When building predictive models, the information provided to the model and the manner in which it is encoded or formatted is known as the input representation. Much of the art in modeling comes from selecting a representation that is well suited to the domain. The choice of representation can determine what can be learned and how readily it will be learned. To illustrate with a simple example, consider one important factor in predicting auto reliability: the age of the car. One might expect the age to be a really useful variable, as older cars tend to have more problems. That is, the expected frequency of car problems will grow monotonically with the car’s age, something like this:
This simple, direct, linear relationship between the variables indicates that age is a good predictor on average. However, an individual who purchases a new car may experience a very different pattern: when the car is under warranty, it works flawlessly; however, the month after the end of the warranty, a continuous stream of problems arise. The graph for my car, which had a three year warranty, looks something like the red line here:
The magenta and cyan lines might reflect the experiences of individuals who have shorter or longer warranty periods. If auto manufacturers are indeed perverse and design their products to break after the end of the warranty period, then a model that predicts repair costs requires more information than the age of the car. Further, age is not as relevant or useful as the binary variable indicating whether the car is in or out of warranty.
This example is a bit extreme, but it makes the point that understanding the domain being modeled is important to determining an appropriate input representation. A more realistic example comes from AnswerOn’s experience predicting customer churn in the wireless industry. When examining the churn rate given the length of time with a provider, it became apparent that the graph had multiple surprising blips, sort of like this:
An obvious thought is that the blips represent the points in time at which contracts are up and the customer has the option of switching to another provider. The situation turned out to be a bit more interesting:  The third and largest blip did represent the end of a two-year contract, but the other two blips appeared at 6 months and 1 year, while the customer was still under contract. What’s going on? AnswerOn’s conjecture was that individuals re-evaluate their lives according to the calendar year, such as when a student starts a new semester or a couple celebrate an anniversary. To the extent that these events are influencing an individual’s decisions, they ought to be represented to the model. That is, instead of constructing a model that uses merely the length of time an individual has been with a provider, the model might also be provided with input variables indicating whether individuals are near their 6 month or one year anniversary. In principle, these variables are not necessary because their effects are incorporated into the complex curve relating churn rate and time, but by including them, the model does not need to learn the complex curve; instead it can learn a simple linear relationship (churn increases with time) along with the blips at 6 months, 1 year, and the end of contract. Furthermore, it’s possibly that by making the blips into explicit components of the input representation, the model will be able to discover interactions between these components and others. For example, it may be that the first blip is larger for school-age customers.
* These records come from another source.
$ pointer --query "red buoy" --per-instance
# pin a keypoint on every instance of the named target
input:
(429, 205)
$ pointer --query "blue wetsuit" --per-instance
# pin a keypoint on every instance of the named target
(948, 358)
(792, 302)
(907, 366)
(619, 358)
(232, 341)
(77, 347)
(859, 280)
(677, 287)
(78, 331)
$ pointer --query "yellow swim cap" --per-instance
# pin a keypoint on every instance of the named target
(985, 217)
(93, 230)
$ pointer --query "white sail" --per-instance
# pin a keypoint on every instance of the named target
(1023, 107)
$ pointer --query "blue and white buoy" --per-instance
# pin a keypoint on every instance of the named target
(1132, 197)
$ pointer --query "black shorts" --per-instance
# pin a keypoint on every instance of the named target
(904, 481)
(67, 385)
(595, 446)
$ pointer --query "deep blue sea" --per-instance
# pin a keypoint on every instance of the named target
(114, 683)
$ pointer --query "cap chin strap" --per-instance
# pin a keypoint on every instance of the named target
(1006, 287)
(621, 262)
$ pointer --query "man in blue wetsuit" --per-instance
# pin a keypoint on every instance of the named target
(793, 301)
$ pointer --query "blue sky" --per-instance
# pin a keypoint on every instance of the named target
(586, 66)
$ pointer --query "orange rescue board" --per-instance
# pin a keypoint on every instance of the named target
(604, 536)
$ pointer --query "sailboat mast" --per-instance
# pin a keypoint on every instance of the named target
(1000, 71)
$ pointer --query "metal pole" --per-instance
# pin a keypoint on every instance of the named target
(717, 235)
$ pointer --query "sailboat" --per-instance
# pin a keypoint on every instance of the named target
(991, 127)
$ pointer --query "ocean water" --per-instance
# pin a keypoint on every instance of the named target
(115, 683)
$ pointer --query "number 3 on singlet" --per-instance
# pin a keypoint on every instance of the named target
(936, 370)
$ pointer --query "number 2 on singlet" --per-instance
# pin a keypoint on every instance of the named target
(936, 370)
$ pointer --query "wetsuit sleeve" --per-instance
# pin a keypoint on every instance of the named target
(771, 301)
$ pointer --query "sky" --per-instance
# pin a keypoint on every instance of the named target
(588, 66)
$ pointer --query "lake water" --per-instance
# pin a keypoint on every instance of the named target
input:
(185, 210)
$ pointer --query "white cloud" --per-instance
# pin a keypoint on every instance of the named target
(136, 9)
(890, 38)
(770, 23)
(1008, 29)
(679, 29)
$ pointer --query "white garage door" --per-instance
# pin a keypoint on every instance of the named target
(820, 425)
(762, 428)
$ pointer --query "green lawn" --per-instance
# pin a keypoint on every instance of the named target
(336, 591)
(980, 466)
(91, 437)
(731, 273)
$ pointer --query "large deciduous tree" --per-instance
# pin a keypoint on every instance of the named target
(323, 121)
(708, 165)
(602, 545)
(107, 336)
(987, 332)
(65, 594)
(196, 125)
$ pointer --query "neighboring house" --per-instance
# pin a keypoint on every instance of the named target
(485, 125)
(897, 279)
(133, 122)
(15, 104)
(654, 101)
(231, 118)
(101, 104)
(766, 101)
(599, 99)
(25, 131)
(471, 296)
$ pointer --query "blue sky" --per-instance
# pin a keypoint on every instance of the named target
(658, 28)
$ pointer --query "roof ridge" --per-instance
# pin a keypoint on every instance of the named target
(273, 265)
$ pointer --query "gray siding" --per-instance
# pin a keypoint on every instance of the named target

This case study illustrates a further benefit of considering representation: it often leads to inclusion of other variables that might have been ignored. To the extent that certain times of the year trigger an individual to re-evaluate their choices, perhaps birthdays and the new year might be important events that trigger contract cancellation. The graph above–in which time is represented with respect to the start of a contract–will fail to capture such regularities.
We depend on statistical models to discover regularities in the data, but these regularities exist only if the right set of variables are available and are represented in a manner that is accessible to the model. Even with a powerful statistical model like deep learning, and even with a lot of data, intelligent design of the input representation can be a critical factor in the model’s success.